Citations issued by category, with the number of charges in parentheses, included:
Fisheries Conservation: Recreational: Unlicensed fishing (6), possession of undersized white perch (4), fishing in a closed area of a state wildlife area (1)*, and improperly marked recreational crab pot (1).
Commercial: Possession of undersized knobbed conch (4).
Boating and Boating Safety: Operating a vessel under the influence of alcohol (OUI) (1), operating a vessel with insufficient number of life jackets (5), no life jacket on a child age 12 or younger as required by law (1), no boating safety certificate (1), unregistered vessel (1), allow use of a non-compliant vessel (1), and equipment violation – no fire extinguisher (1).
Public Safety: Shellfish in closed polluted area- recreational clamming (1), possession of drug paraphernalia (1), offensive touching (1), and speeding (1).
Other: Trespassing after hours on a state wildlife area (3), littering/dumping on a state wildlife area (1), and operating a motor vehicle off an established roadway on a state wildlife area (2)*.
*Includes citation(s) issued at the C&D Canal Conservation Area.
DNREC’s Division of Fish & Wildlife recognizes and thanks the majority of anglers, hunters and boaters who comply with and support Delaware’s fishing, hunting and boating laws and regulations. Citizens are encouraged to report fish, wildlife and boating violations to the Delaware Fish & Wildlife Natural Resources Police by calling 302-739-4580. Wildlife violations may also be reported anonymously to Operation Game Theft by calling 800-292-3030 or online at http://de.gov/ogt.
Are you AWARE?
Fish & Wildlife Natural Resources Police remind visitors to central Bayshore beaches that they may see horseshoe crabs being legally harvested by commercial watermen now through the end of July. Delaware’s hand harvest of horseshoe crabs is permitted annually on weekdays from June 8 through July 31, or until Delaware’s annual quota is reached.

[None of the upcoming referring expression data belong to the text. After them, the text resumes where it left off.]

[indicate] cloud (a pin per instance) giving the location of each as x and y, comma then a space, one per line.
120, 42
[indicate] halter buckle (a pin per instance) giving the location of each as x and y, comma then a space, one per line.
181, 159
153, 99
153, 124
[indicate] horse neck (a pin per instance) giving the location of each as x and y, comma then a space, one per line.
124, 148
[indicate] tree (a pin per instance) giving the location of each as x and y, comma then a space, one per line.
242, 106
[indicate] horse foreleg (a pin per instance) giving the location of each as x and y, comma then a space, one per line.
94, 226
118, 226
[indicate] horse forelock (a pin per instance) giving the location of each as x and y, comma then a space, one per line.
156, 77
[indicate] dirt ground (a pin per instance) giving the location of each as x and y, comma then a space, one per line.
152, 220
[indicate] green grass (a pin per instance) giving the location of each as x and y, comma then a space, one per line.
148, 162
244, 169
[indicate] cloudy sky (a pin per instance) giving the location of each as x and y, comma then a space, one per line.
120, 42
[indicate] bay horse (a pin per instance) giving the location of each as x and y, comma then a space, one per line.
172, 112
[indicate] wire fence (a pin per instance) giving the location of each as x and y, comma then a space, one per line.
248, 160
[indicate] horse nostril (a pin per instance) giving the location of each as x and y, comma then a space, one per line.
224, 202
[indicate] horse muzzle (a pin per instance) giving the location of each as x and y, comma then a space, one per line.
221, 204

To harvest horseshoe crabs in Delaware, licensed commercial watermen must obtain a permit from the Division of Fish & Wildlife. Delaware adheres to the annual harvest limit set by the Atlantic States Marine Fisheries Commission (ASMFC), under the Commission’s Interstate Fishery Management Plan for Horseshoe Crabs. Harvest of male crabs is permitted only from the public beach at Port Mahon east of Dover and from private beaches with permission of the property owner; no harvest of female crabs is permitted at any time.
Delaware fisheries regulations require commercial watermen to report their horseshoe crab harvest within 24 hours; failure to do so results in a fine and possible suspension of their harvest permit until the report is submitted. The Division of Fish & Wildlife’s Fisheries Section monitors horseshoe crab harvest numbers until ASMFC’s annual quota is reached – this year, 162,136 male crabs – at which time the season closes. If the quota is not reached by July 31, a limited number of dredging permits for taking horseshoe crabs may be issued to commercial watermen.
Horseshoe crabs are harvested in Delaware for use as bait in the whelk (conch) and American eel commercial fisheries. Their copper-based blood also plays a key role in pharmaceutical testing. Through quotas, seasonal/area closures, widespread use of alternative baits and bait-saving devices and other conservation measures, bait landings in Delaware have been reduced.
Horseshoe crabs are vital to the ecology of the Delaware Bay, with visiting migratory shorebirds relying on horseshoe crab eggs to fuel their long distance migrations. The horseshoe crab harvest season opens after the shorebirds’ departure for their Arctic breeding grounds.